Note that Joe Miller was also promoted to First Lieutenant sometime after the award of the Bronze Star. That's another indication that it was genuine. Also note that Joe Miller not only was directly involved in combat, but his platoon was chosen to be one of the lead units to launch the ground war. Taking the "point" position is considered one of the ultimate tests of courage in combat.
And finally, to establish the difficulty of the expectations imposed upon Joe Miller, we turn to his official job description posted on the same OER:
Principal Duty Title: Tank Platoon Leader. (Job Description) Platoon Leader of an M1A1 Tank Platoon in a CONUS-based deployable tank battalion. Responsible for the training, health, and welfare of 15 armor crewmen. Responsible for the maintenance and property accountability of 4 M1A1 Tanks and other assigned MTOE equipment valued at $6,650,00,00. Assigned the following company additional duties: Unit Movement Officer, Unit Publication Officer, Hazardous Cargo Officer, Fire Prevention Officer, and and Nuclear, Biological, and Chemical Officer.

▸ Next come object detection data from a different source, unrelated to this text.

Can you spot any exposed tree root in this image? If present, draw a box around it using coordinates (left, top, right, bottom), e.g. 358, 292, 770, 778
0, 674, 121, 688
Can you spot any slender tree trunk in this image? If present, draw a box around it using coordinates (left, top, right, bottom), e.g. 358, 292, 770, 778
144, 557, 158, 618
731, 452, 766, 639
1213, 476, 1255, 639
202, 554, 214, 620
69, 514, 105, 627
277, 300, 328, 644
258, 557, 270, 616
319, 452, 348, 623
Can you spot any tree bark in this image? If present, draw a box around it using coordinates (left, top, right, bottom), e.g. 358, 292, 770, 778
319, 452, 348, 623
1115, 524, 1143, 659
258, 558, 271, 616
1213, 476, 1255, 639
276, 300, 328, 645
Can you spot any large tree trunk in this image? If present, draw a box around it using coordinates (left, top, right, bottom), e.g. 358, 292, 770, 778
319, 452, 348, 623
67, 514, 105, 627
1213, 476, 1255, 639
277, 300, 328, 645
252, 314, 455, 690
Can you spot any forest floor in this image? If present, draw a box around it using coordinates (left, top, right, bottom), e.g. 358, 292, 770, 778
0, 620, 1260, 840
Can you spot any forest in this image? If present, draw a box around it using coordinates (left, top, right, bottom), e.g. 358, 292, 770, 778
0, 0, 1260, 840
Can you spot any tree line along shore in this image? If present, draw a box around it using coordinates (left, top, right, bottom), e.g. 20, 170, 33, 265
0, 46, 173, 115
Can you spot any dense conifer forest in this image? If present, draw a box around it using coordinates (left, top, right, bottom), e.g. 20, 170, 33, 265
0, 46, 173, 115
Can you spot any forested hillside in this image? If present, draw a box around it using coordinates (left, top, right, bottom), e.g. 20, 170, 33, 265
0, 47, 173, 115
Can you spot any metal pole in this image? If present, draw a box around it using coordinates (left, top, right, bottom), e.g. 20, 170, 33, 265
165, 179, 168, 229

Those additional duties weren't just "eyewash", either. Joe Miller was expected to execute those additional duties on a regular basis. Many of them involve providing recurring training in those areas to all other troops in the entire company (not just his platoon). And he was undoubtedly held accountable for the success of those programs; during higher headquarters unit inspections, whether they would be to measure operational readiness or program management, inspectors would examine and evaluate Miller's maintenance of those programs. This, of course, is in additional to his primary duty of platoon commander.
The bottom line: Joe Miller's Bronze Star is totally legitimate according to the standards in place at the time. The fact that 22,000 troops received Bronze Stars from Desert Storm could indicate some decoration inflation. But it's much more likely to reflect the incredible success of Desert Storm's outcome. Desert Storm represented the most one-sided military victory in American military history. It implies more than a few people did something right. Should we denigrate their achievements simply because more of them didn't get wounded or killed?